The term “supervised” refers to the presence of labeled training data. During training, the model is shown both the inputs and the correct outputs, allowing it to adjust its internal parameters to reduce prediction error.

Two Main Types of Supervised Learning

Supervised learning problems fall into two primary categories, depending on the type of target variable.

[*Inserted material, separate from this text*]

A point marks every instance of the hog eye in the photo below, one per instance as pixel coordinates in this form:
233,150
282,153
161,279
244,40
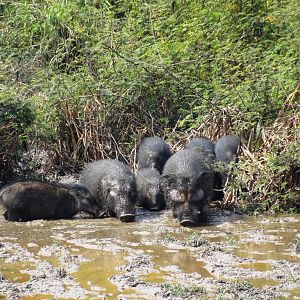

1. Regression: Predicting Numbers

Regression is used when the target variable is continuous, meaning it takes numerical values.

Examples include:
- Predicting house prices
- Forecasting stock prices
- Estimating customer lifetime value
- Predicting temperature
Example algorithms:
- Linear Regression
- Ridge
- Lasso
- Decision Tree Regressor
- Random Forest Regressor
In regression, the model’s output is a real number.
2. Classification: Predicting Categories

Classification is used when the target variable is discrete, meaning it represents categories or classes.

Examples include:
- Email spam detection (spam or not spam)
- Disease diagnosis (healthy or sick)
- Customer churn prediction (will churn or will not churn)
- Image classification (cat, dog, bird)
Example algorithms:
- Logistic Regression
- K-Nearest Neighbors
- Decision Trees
- Naive Bayes
- Support Vector Machines
- Random Forest
In classification, the model predicts which class an input belongs to.

Supervised learning forms the foundation for many practical machine learning systems. Whether predicting numbers or assigning categories, the core idea remains the same: learn a mapping from inputs to outputs using labeled examples.